We know that a metric space $(X,d)$ is said to be totally bounded if for any $\varepsilon > 0$, there are finitely many points $\{x_{1}, \dots, x_{k_{\varepsilon}}\}$ such that $X \subseteq \bigcup_{n=1}^{k_{\varepsilon}} B_{\varepsilon}(x_{n})$.
Now, what if we were to alter this definition to change finitely many points $x_{i}$ to countably many points $x_{i}$? When we prove that every totally bounded space is separable (i.e. we can find a countable dense subset), we never really use the fact that total boundedness gives us finite covers of every possible radius, but only that we get countable covers of every possible radius. It is, however, possible that I'm missing something. My question: is it possible to get separability from the weaker notion of total boundedness that I have described above?
Yes, a space which satisfies your weaker condition is separable.
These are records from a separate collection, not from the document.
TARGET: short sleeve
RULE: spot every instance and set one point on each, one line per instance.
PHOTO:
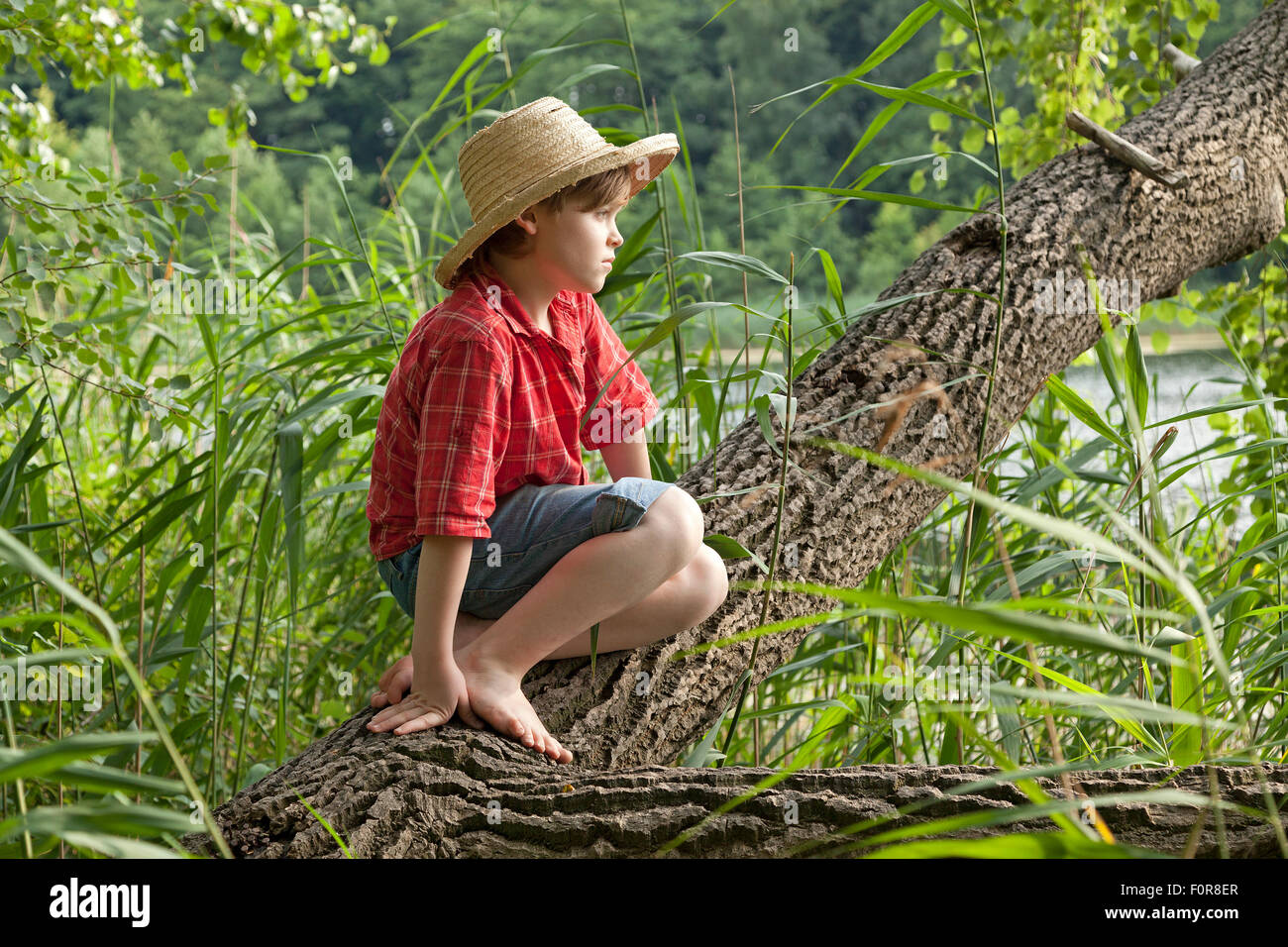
(629, 405)
(464, 429)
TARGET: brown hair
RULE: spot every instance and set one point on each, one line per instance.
(585, 195)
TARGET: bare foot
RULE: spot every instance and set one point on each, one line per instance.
(468, 628)
(397, 681)
(497, 697)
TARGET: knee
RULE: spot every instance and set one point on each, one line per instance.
(678, 519)
(708, 579)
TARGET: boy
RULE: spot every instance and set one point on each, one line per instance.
(482, 518)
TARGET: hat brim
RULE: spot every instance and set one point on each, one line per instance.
(660, 150)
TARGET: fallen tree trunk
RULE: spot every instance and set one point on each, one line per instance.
(472, 793)
(1225, 127)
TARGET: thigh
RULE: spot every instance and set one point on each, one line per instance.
(536, 526)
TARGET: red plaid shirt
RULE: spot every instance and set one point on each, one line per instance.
(482, 401)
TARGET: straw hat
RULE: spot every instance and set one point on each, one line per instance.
(527, 155)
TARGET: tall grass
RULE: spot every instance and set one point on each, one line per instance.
(235, 604)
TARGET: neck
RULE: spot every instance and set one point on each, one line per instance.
(533, 292)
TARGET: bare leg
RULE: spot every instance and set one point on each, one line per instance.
(585, 586)
(683, 600)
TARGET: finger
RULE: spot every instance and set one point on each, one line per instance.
(423, 722)
(393, 716)
(398, 685)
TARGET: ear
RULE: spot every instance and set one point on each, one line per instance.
(527, 221)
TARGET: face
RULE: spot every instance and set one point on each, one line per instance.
(571, 247)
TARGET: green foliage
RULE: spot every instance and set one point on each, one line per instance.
(198, 474)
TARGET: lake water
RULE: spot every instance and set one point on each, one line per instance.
(1180, 381)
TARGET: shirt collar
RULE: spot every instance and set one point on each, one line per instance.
(513, 309)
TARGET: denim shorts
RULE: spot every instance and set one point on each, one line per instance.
(532, 528)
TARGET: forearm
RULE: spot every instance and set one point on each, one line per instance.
(445, 561)
(626, 459)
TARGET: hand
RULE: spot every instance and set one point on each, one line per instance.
(436, 696)
(393, 684)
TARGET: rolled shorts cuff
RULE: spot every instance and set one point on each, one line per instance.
(532, 528)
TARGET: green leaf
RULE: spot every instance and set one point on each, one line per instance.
(1083, 411)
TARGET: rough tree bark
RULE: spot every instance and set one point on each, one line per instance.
(1227, 127)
For every $n$ let $\{B^i_n\}_{i\in\Bbb{N}}$ be countably many balls of radius $1/n$ covering $X$ and let $\{q^i_n\}_{i\in\Bbb N}$ be their centers. I claim that $$D=\bigcup_{n\in\Bbb N}\bigcup_{i\in\Bbb N}\{q^i\}$$ is a countable dense set. Let $x\in X$ be arbitrary and let $\varepsilon>0$, we want to find a $y\in D$ with $d(x,y)<\varepsilon$. Let $N$ be big enough such that $1/N<\varepsilon$, by hypothesis there is a ball of radius $1/N$ containing $x$, so its center is the $y$ we're looking for.